FIG. 1A depicts a filter device introduced into a carotid artery through an introducer upstream an atheromatous lesion.
FIG. 1B depicts the filter device of FIG. 1A inserted downstream the atheromatous lesion.
FIG. 1C depicts a single-lumen shunt used in conjunction with the filter device of FIG. 1B.
FIG. 2A depicts an expanded filter insertable through another embodiment of the introducer.
FIG. 2B depicts the filter device of FIG. 2A collapsed and retracted within the introducer.
FIG. 2C depicts the filter/introducer assembly of FIG. 2A inserted through an arteriotomy incision.
FIG. 2D depicts the filter/introducer assembly of FIG. 2A inserted through an incision prior to arteriotomy.
FIG. 3 depicts a shunt having a filter included in its distal end.
FIG. 4A depicts an embodiment of a shunt/introducer assembly.
FIG. 4B depicts another embodiment of a shunt/introducer assembly having a detachable shunt inserted downstream an atheromatous lesion.

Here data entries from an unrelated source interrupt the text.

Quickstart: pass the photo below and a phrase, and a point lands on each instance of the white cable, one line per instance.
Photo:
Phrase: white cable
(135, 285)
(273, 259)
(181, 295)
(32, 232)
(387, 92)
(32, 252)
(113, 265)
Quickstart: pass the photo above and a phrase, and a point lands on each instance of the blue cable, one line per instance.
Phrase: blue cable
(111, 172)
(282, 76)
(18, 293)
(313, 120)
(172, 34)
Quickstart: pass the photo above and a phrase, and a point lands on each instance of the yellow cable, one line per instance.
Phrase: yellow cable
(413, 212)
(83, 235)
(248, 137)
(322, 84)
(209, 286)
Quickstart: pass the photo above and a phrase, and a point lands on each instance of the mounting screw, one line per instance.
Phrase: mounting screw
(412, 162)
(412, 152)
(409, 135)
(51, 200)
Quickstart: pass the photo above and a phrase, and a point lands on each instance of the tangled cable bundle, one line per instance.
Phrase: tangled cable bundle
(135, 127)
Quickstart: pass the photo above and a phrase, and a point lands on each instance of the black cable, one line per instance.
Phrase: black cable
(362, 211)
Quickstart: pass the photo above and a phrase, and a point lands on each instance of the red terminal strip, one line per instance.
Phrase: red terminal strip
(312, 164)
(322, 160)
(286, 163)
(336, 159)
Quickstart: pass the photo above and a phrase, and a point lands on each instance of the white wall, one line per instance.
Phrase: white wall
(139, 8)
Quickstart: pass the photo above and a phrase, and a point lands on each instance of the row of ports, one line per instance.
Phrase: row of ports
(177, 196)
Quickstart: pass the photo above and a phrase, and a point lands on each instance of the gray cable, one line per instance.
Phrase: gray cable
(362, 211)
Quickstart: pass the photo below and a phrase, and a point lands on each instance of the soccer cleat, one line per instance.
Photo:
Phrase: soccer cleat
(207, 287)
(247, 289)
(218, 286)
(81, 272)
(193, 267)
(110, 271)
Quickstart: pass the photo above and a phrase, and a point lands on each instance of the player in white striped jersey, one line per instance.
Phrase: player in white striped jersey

FIG. 4C depicts the shunt/introducer assembly inserted downstream the atheromatous lesion.
FIG. 4D depicts the shunt of FIG. 4C inserted downstream of the filter.
FIG. 5A depicts an embodiment of a filter in its resting contracted state.
FIG. 5B depicts the filter of FIG. 5A expanded by pulling its elongate member.
FIG. 5C depicts another embodiment of a filter in its resting expanded state.
FIG. 5D depicts the filter of FIG. 5C contracted by pulling its actuator tube.
FIG. 6A depicts an embodiment of integrated filter and shunt.
FIG. 6B depicts the filter of FIG. 6A expanded within a distal region of the shunt.
FIG. 7A depicts another embodiment of an integrated filter and shunt having a plurality of perfusion ports.
FIG. 7B depicts the filter of FIG. 7A expanded within a distal region of the shunt.
FIG. 8A depicts another embodiment of an integrated filter and shunt.
FIG. 8B depicts the filter of FIG. 8A expanded distal the shunt.
FIG. 9A depicts the distal end of a shunt inserted over a filter sheath.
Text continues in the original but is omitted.